TEMPO.CO, Jakarta - Juru Bicara Vaksinasi Covid-19 Kementerian Kesehatan, Siti Nadia Tarmizi memastikan program vaksinasi gotong royong alias vaksinasi mandiri akan terus berjalan. Kendati, banyak penolakan dari sejumlah epidemiolog. "Kan sudah ada Permenkes-nya," tutur Nadia, Senin, 1 Maret 2021.

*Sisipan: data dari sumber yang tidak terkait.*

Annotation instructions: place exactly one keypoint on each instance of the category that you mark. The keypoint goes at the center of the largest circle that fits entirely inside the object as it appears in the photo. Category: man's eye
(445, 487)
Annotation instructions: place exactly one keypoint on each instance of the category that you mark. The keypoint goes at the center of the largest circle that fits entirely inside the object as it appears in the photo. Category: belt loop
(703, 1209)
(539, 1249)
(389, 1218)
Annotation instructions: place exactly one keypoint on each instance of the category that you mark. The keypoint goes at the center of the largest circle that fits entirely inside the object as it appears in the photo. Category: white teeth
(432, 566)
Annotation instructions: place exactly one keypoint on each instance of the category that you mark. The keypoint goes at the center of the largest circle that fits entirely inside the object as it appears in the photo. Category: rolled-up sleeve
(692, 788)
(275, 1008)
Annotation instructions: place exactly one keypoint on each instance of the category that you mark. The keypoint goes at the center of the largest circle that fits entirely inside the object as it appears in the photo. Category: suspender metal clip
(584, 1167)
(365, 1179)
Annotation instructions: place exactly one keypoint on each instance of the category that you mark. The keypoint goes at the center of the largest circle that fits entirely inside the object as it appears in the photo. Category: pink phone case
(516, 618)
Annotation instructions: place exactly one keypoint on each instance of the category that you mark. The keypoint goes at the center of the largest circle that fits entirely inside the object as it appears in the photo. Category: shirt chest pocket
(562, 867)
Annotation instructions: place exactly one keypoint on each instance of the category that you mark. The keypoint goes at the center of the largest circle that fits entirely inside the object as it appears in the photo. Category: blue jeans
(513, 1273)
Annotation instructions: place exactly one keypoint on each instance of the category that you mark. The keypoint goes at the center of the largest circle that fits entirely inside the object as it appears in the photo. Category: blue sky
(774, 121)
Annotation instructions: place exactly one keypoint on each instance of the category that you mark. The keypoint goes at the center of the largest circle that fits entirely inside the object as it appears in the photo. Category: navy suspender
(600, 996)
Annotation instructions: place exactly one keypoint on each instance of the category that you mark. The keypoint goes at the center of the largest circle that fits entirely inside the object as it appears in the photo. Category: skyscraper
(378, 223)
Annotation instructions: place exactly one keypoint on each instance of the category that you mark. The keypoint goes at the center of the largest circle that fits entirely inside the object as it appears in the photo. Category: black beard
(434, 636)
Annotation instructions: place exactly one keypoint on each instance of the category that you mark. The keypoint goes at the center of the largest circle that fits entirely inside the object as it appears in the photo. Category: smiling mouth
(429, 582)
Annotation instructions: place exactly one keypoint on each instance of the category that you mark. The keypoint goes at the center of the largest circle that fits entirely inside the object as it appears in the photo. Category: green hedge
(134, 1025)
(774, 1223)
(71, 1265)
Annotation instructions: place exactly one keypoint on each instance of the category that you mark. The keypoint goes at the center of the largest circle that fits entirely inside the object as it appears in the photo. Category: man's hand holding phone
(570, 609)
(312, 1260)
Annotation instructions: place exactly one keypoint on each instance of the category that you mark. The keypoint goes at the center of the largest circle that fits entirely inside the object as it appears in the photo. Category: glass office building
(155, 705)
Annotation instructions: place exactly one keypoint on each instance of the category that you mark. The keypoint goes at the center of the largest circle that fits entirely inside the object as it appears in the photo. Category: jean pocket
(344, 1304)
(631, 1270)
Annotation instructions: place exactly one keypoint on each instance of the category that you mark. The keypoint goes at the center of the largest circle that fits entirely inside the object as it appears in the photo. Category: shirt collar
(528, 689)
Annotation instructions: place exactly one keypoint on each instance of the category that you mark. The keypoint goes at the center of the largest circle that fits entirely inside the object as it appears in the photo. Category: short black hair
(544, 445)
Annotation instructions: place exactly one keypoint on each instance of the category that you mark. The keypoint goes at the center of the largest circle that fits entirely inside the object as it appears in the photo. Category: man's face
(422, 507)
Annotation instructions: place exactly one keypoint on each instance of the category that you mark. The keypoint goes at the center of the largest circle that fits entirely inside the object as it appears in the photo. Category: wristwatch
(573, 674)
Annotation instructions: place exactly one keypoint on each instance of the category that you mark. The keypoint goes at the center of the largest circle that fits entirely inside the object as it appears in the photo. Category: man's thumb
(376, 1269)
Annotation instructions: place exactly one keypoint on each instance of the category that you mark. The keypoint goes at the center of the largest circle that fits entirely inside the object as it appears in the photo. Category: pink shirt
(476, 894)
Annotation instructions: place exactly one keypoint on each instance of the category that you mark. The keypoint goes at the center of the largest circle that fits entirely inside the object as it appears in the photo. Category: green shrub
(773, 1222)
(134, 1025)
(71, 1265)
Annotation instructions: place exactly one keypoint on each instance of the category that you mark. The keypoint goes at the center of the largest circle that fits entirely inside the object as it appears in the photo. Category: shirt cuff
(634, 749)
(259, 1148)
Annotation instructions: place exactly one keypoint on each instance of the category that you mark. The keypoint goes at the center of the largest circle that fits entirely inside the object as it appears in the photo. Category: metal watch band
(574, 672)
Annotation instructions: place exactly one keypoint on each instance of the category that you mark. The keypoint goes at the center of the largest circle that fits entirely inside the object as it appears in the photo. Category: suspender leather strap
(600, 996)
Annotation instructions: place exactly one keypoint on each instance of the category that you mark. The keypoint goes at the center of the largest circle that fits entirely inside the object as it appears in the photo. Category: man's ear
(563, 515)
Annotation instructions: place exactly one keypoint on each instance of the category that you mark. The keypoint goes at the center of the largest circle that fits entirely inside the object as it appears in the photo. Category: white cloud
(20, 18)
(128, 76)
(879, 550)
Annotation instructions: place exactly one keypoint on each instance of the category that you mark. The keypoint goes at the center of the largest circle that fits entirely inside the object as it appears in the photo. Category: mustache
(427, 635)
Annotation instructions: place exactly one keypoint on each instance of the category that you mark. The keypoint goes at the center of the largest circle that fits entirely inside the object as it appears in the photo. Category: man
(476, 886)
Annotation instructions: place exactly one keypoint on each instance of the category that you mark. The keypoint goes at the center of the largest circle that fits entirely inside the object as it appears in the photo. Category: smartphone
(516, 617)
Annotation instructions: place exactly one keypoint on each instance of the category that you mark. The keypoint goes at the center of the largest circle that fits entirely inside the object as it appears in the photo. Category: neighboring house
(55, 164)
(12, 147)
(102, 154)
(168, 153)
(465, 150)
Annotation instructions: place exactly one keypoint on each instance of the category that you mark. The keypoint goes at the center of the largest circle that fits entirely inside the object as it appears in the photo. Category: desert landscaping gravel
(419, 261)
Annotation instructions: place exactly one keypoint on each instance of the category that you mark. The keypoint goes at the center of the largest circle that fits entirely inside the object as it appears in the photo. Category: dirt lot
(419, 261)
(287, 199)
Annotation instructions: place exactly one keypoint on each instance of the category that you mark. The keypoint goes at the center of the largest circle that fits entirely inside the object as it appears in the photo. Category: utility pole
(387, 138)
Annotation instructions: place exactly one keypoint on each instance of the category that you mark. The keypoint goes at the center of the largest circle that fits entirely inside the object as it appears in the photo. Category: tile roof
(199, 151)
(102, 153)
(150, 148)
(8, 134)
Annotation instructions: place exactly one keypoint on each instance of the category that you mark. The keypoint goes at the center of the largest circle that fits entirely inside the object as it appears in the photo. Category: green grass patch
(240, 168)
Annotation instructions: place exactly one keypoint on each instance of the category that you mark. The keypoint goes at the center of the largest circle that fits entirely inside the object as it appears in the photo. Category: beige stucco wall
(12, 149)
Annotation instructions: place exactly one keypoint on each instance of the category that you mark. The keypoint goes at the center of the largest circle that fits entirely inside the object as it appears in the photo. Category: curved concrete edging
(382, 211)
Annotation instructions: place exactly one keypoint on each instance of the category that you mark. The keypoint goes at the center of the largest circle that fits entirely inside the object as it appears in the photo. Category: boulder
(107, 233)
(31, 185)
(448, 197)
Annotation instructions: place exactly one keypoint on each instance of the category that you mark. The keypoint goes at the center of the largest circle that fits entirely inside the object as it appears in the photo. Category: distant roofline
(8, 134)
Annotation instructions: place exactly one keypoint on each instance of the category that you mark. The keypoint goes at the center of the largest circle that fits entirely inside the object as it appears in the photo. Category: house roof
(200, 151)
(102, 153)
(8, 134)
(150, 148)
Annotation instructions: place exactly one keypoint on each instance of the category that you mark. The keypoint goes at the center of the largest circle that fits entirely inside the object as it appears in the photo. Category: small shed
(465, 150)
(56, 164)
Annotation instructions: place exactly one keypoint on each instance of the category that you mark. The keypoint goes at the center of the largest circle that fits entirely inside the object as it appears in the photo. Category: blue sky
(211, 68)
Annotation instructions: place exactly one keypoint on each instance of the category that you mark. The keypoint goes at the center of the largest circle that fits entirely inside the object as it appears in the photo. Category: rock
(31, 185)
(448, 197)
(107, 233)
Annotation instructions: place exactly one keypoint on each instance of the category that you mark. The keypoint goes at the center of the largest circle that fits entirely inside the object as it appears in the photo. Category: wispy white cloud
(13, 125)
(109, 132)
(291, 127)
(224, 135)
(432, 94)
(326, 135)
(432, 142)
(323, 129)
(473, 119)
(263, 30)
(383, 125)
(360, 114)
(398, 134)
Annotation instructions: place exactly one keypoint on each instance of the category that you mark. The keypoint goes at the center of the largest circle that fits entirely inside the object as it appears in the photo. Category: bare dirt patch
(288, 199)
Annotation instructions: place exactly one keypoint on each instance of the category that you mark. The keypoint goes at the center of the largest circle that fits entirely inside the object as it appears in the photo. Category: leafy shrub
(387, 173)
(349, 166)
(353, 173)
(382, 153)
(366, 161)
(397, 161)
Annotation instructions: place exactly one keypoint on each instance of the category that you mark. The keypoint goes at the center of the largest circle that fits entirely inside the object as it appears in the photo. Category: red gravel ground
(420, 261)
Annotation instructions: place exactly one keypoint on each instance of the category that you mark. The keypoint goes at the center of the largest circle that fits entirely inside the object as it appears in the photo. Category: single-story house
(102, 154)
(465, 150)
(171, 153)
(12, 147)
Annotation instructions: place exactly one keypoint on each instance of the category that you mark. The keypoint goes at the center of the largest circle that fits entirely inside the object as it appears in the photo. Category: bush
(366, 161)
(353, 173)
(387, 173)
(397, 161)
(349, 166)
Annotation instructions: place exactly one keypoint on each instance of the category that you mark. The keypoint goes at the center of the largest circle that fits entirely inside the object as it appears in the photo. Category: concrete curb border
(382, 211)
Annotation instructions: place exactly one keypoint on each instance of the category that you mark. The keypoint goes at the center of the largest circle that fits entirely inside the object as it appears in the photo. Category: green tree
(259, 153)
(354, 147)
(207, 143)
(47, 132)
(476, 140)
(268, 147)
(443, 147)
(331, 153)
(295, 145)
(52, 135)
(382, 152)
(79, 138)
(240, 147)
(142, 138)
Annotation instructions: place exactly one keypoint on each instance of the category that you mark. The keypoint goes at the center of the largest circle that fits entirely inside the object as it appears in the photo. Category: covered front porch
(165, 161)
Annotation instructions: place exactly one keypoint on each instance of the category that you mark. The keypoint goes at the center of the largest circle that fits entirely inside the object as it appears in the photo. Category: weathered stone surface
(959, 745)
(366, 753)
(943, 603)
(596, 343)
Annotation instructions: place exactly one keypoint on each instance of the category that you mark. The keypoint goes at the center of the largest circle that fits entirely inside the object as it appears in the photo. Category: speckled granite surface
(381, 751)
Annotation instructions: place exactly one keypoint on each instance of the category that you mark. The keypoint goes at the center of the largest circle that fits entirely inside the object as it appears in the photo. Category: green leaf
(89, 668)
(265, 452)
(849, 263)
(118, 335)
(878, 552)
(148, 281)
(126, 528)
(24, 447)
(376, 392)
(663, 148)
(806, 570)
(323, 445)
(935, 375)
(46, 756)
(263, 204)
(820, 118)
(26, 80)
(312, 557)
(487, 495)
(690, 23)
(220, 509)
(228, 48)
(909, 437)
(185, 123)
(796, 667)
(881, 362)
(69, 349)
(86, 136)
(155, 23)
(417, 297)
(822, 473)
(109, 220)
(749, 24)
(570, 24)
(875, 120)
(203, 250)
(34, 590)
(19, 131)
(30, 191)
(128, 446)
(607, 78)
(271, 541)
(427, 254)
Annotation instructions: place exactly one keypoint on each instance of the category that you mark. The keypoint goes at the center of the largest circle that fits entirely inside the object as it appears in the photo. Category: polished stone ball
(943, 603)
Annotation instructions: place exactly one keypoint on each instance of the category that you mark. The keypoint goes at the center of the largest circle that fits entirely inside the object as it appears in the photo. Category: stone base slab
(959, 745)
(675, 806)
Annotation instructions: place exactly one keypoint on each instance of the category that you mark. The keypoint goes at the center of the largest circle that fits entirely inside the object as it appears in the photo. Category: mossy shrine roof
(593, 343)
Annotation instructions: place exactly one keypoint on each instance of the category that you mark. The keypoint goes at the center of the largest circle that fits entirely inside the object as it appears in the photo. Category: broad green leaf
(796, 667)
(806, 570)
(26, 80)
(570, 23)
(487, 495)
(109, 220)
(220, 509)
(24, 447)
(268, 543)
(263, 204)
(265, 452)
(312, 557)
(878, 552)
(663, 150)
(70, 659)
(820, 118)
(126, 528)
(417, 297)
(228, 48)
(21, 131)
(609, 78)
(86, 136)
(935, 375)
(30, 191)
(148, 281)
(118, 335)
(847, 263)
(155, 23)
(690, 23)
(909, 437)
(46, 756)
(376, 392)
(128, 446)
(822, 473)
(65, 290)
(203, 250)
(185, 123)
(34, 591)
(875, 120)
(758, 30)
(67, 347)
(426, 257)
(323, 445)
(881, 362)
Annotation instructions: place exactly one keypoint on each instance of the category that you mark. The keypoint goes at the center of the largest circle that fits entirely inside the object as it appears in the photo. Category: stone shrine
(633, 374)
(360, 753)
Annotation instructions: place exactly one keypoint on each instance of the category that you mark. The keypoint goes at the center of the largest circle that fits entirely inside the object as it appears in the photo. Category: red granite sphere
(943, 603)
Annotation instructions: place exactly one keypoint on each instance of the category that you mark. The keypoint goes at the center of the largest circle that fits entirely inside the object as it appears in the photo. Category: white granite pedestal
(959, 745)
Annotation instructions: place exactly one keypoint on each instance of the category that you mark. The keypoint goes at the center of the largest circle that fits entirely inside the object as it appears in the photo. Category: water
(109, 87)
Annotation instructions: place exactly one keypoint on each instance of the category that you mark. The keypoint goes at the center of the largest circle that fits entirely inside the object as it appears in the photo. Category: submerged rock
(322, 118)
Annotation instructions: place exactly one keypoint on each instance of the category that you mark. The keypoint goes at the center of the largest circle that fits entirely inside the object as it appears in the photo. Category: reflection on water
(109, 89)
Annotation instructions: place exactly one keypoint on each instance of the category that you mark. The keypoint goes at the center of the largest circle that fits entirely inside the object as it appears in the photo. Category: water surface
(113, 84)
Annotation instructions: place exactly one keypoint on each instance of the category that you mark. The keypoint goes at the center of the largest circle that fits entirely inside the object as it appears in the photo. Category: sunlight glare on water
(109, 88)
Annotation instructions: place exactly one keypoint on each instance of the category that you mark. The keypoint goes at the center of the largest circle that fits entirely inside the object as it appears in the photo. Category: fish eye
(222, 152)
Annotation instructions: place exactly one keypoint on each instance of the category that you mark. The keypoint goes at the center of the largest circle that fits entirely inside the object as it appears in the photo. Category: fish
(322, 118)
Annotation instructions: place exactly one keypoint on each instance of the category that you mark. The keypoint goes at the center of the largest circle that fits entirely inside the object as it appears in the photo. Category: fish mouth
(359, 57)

Sesuai Peraturan Menteri Kesehatan Nomor 10 Tahun 2021 yang terbit pada 24 Februari lalu, pemerintah resmi membolehkan vaksinasi mandiri. Disebutkan dalam aturan anyar tersebut, vaksinasi gotong royong adalah pelaksanaan vaksinasi kepada karyawan/karyawati, keluarga dan individu lain terkait dalam keluarga yang pendanaannya ditanggung atau dibebankan pada badan hukum/badan usaha.
Untuk itu, menurut Nadia, program ini tidak akan menimbulkan ketimpangan seperti yang dikhawatirkan sejumlah epidemiolog. Program ini, lanjut dia, justru mempercepat pelaksanaan vaksinasi agar herd immunity segera tercapai guna memutus mata rantai penularan Covid-19.
Pihak-pihak yang menolak, ujar dia, hanya karena berbeda sudut pandang saja. "Mungkin ada perbedaanya cara melihat saja. Kan ini (dilakukan) perusahaan dan di dalam perusahaan itu yang divaksin juga kan karyawan atau buruhnya," ujar dia.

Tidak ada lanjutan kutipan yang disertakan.